In ERSPC study, screening was shown to reduce death from prostate cancer. However, benefits over harms from over-diagnosis remain clear. As such, there is a need to improve efficacy of screening (risk stratification for whom to screen and risk stratification for whom to biopsy). Who to screen is not the same as who to biopsy. Additional blood markers are needed to improve specificity in discrimination of lethal cancer versus no cancer.
Dr. Liljia then showed the efficacy of PSA-based screening. He showed that PSA at age 60 is a strong predictor of risk of distant metastasis. 90% of prostate-cancer deaths occur in men with PSA in top quartile (PSA > 1.9ng/ml). Men with PSA below median (< 1 ng/ml) are unlikely to have metastasis or die from cancer. Similar findings are seen in men age 45-49 and men 50-54 where men in the top 10% and top 25% have a high risk of metastasis and death from prostate cancer while men below the median PSA are unlikely to.
Based on these results, Dr. Liljia proposes risk stratification for screening men at age 60. Men with a PSA < 1ng/mL (median PSA) could be exempted from subsequent screening. He recommends a discussion between physician and patient to continue screening in men with PSA 1-2ng/mL. Men with PSA 2 ng/mL should continue to be screened as the number needed to screen to prevent a death (NNS) = 23 and number needed to diagnose (NND) = 6 over 15 years follow-up.

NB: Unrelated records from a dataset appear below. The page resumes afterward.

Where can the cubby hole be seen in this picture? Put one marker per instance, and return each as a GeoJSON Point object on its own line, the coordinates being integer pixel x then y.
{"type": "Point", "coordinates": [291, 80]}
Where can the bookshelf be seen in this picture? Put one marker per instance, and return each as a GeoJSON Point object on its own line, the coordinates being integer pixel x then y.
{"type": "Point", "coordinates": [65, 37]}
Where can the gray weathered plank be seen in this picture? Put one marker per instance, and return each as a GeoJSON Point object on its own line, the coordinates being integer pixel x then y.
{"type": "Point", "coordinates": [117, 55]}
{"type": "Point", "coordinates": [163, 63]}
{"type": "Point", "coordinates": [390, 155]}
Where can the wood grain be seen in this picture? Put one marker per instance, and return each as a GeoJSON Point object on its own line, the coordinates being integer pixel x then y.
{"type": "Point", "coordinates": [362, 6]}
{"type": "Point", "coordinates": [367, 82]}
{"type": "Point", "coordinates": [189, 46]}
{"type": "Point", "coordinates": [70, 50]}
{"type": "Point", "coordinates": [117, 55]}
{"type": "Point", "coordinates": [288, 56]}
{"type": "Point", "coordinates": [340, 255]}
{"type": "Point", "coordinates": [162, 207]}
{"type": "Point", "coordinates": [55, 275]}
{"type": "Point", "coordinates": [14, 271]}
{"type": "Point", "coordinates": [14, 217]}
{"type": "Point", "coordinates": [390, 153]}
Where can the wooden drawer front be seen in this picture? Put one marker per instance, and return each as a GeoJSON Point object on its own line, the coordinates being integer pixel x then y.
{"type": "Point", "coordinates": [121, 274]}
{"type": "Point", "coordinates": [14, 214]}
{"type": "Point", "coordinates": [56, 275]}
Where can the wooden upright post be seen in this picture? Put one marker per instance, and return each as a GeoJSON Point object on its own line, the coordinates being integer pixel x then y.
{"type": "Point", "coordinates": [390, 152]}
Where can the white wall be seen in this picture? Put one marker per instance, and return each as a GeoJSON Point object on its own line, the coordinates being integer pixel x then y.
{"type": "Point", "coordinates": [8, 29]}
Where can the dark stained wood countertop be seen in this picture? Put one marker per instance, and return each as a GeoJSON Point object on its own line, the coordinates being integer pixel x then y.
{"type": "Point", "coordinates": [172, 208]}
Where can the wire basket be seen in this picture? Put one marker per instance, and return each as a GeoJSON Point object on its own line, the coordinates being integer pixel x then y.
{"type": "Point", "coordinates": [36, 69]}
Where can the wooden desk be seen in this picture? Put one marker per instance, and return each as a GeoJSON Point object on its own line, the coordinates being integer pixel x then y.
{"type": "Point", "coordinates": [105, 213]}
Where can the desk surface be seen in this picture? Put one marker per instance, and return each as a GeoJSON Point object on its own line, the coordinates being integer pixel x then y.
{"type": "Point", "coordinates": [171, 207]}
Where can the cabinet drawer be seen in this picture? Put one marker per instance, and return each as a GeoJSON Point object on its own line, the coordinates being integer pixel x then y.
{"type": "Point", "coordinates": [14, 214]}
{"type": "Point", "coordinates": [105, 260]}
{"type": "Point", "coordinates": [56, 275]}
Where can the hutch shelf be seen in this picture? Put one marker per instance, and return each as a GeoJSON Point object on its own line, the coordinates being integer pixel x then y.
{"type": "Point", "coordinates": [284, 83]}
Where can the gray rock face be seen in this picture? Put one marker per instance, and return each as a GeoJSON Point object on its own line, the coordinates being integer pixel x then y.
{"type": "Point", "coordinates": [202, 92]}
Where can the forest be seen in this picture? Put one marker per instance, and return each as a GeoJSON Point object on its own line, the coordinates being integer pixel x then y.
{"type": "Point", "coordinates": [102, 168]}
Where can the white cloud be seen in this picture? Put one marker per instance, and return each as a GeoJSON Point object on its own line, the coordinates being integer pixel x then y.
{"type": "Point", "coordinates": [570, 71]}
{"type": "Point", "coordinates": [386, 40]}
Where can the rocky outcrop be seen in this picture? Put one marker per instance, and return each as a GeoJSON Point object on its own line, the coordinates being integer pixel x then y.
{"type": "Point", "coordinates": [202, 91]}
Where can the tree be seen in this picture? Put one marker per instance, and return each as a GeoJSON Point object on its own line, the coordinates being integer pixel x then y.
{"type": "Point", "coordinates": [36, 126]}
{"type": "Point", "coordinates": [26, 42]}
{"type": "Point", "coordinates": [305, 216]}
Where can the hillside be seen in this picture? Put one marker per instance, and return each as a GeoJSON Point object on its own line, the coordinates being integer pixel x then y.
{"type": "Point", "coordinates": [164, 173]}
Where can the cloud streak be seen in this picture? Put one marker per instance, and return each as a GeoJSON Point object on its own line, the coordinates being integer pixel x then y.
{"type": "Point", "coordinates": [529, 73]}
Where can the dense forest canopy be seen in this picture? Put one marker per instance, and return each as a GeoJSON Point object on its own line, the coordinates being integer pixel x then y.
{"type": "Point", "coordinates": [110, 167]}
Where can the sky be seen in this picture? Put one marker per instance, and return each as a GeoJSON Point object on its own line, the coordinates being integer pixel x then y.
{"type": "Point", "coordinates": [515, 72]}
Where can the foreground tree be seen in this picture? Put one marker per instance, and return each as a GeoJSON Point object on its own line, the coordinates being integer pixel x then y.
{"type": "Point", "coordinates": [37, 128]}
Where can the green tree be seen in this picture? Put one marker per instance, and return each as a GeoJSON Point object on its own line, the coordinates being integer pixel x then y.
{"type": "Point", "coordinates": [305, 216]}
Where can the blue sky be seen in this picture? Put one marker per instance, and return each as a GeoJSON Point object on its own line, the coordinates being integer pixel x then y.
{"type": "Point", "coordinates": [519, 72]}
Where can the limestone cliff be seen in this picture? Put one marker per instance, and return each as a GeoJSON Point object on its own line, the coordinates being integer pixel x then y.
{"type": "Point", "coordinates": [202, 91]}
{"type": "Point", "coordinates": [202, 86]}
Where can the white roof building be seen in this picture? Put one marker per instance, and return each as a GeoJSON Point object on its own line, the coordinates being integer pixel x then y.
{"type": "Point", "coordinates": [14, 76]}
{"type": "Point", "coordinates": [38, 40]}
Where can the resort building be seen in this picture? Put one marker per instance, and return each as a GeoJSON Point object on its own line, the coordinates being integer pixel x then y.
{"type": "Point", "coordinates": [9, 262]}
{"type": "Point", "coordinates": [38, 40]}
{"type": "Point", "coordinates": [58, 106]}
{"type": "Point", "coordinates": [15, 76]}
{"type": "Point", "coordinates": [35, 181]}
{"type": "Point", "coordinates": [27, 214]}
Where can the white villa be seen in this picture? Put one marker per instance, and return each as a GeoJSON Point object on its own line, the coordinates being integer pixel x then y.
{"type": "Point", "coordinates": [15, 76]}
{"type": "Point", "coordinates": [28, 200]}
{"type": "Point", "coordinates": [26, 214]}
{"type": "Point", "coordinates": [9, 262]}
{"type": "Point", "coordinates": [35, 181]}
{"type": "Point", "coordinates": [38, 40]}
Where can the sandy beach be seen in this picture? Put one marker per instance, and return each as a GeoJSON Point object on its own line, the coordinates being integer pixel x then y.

He emphasized that PSA is a very sensitive marker for lethal disease. However, the main problem with it is specificity as most patients with elevated PSA do not have prostate cancer. PSA is an excellent methodology to risk-stratify patients for screening but a poor methodology to decide to biopsy. Another methodology is required to increase specificity and to reduce over-diagnosis of clinically indolent prostate cancer.
He also discussed studies of a panel based on 4K-Score in blood (total PSA, free PSA, Intact PSA, hK2). This is an algorithm that incorporates levels of each of these markers, along with age, to predict the probability of finding any grade cancer or high-grade (Gleason 7-10) cancer on biopsy. He showed that with this, specificity is markedly improved. He showed data that up to 57% of patients may be spared from prostate biopsy in patients with elevated PSA > 3 when risk of cancer is set at > 20% on 4K score.
A risk-stratified approach is needed first to screen patients and then to biopsy patients. PSA and 4K score are both important elements of this approach. In men with modestly elevated PSA (> 2ng/ml), the 4K score can be used as a reflex test to better identify the need for biopsy.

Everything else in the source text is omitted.